On 22/01/13 15:36, Alessandra Forti wrote:
> The only explanation Chris has given about how representative they are
> is that these jobs use the WMS. My reply is: so do ops, atlas, lhcb and
> CMS nagios tests.
Consider
ce01: passes 100% of jobs
ce02: fails 100% of jobs.
Ops test availability is the "OR" of CE availability. If you have one CE
that fails every job, and one that passes, ops availability 100%, even
though a user experiences 50% jobs failing (assuming they hit the CEs
equally).
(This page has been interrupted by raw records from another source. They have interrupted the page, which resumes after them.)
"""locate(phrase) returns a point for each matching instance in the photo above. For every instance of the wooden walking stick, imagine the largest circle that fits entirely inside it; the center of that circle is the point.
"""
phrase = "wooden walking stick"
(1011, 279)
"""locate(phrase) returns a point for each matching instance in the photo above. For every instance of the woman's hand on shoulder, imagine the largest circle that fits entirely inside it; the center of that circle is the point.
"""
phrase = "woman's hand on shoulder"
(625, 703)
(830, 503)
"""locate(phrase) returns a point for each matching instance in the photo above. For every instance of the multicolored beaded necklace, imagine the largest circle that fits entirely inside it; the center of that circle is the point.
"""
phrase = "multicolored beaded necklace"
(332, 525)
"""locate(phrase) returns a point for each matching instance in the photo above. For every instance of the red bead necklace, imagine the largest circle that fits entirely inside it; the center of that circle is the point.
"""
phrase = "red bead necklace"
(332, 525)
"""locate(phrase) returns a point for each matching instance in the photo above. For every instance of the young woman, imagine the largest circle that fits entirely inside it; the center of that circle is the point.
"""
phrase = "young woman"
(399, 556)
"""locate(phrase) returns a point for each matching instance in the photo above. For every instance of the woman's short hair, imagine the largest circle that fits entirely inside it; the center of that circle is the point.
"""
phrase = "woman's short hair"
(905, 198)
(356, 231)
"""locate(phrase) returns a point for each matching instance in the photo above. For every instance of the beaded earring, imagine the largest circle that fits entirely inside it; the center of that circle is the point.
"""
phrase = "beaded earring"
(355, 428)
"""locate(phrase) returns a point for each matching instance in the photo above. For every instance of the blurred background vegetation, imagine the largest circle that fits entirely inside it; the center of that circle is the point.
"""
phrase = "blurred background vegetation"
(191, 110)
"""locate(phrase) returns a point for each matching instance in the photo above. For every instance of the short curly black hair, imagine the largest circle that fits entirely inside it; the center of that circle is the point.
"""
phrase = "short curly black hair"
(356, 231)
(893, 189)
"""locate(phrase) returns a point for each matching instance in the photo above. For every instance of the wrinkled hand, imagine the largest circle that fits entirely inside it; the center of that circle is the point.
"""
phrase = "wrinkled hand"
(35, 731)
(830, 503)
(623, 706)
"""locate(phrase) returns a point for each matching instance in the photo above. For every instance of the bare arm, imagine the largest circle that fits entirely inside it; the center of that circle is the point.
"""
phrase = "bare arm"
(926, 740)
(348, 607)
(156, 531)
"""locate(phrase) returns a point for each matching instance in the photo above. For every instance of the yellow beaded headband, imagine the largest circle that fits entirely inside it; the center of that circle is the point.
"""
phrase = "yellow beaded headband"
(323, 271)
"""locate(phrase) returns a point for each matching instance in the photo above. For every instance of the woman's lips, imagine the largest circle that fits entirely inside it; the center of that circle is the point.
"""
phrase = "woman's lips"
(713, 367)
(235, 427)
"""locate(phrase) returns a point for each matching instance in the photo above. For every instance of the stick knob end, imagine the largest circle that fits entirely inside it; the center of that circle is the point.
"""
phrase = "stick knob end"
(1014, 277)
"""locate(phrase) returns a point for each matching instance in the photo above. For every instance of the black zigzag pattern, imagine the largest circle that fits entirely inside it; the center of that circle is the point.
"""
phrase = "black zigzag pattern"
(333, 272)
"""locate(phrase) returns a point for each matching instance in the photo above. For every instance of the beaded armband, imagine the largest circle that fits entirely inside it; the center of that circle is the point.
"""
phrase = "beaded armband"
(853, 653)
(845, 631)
Steve's test represents that experience.
And yes, QMUL is now using the Imperial BDII (and causing it some
stress, I'm afraid), to avoid the BDII issues mentioned below.
Chris
>
> cheers
> alessandra
>
> On 22/01/2013 10:58, Peter Gronbech wrote:
>> Hi Alessandra et al,
>> These tests have been a little unreliable in the past but I think
>> Chris's explanation of how they represent jobs from smaller VOs points
>> out that they can provide useful data.
>> I am curious as to why some sites attract more of these jobs than others.
>>
>> RALPP, Manchester, Oxford account for 85% of the jobs.
>>
>> Is this because we have more ce's? (Oxford has 3), Ralpp has 3,
>> Manchester has 3 but only 2 in production.
>>
>> I then wondered why although Oxford and RALPP are doing well (97%)
>> success, why do we fail some times.
>> All the errors from our sites are down to a failed lcg-cp which Kashif
>> believes is down to a time out from the top level bdii at RAL. Chris W
>> has already opened a ticket about this.
>>
>> However the errors at Manchester seem to be down to a CVMFS issue on
>> wn2206180 as they error message is
>> Trying to source:
>> /cvmfs/atlas.cern.ch/repo/sw/software/x86_64-slc5-gcc43-opt/17.6.0/cmtsite/asetup.sh
>> AtlasOffline 17.6.0
>> Failed to find asetup.sh
>>
>> Alessandra, can you check if this is the case, if so your score would
>> probably go to 100%. The question is why don't you see the lcg-cp
>> error. Are you using your own top bdii?
>>
>> Thanks Pete
>>
>
>
|